U_{ai} * U_{bj} * U_{ck} * rho'_{123...a...b...c...n}

now the problem becomes how to accelerate a general tensor contraction that has a pattern of a large tensor A and a bunch of small 2D tensor (matrix) U_i. If this fundamental thing works, then the discrete Kraus operator representation should just work on top of this, no matter what abstraction you try to implement on top of it.

And how to do this kind of tensor contraction efficiently? I have a blog post explaining the simple version: https://blog.rogerluo.dev/2020/03/31/yany/ but to achieve the best performance, one actually need to do more specialization on specific operators, such as Paulis etc.

This means even with the stable routine Yao.instruct!s, you can do quantum channel simulation (of small matrices) efficiently in the same way (in principle!).

But I know there are some potential issues with Yao.instruct!:

  1. the instruct! interface might not work well with Adjoint since we currently transpose the state vector/matrix before feeding them into the implementation to get a continuous memory layout on the batch dimension, so things might not be super clear for devs what is happening
  2. the usage of Tuple as locations in instruct! has over 100 potential ambiguities, so further extending this interface might run into this ambiguity issue https://github.com/QuantumBFS/YaoArrayRegister.jl/pull/85 that is probably too hard to fix on this design

And the current YaoBlocks is certainly not a good place to have the IR support for noisy channels, since it wasn't designed for channels and thus has problems. I hope to address this in the development of YaoCompiler, but it is not currently supported or implemented.

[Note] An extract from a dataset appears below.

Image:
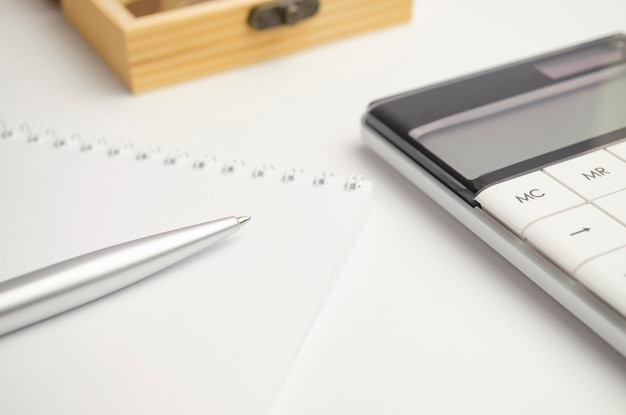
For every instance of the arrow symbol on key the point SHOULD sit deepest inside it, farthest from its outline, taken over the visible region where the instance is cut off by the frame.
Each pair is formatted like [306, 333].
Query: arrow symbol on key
[580, 231]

Roger-luo commented 2 years ago

one addition, by doing more specifications on specific operators means a small compiler will be needed to do this automatically, which is the idea behind that scary metaprogramming in the codegen dir of this package, and I will hope to improve the quality of that code by reworking it using https://github.com/Roger-luo/Expronicon.jl and MLStyle.

Metatheory could also be a good option, but it will depend on how complicated the simplification rules can be as currently it is quite simple.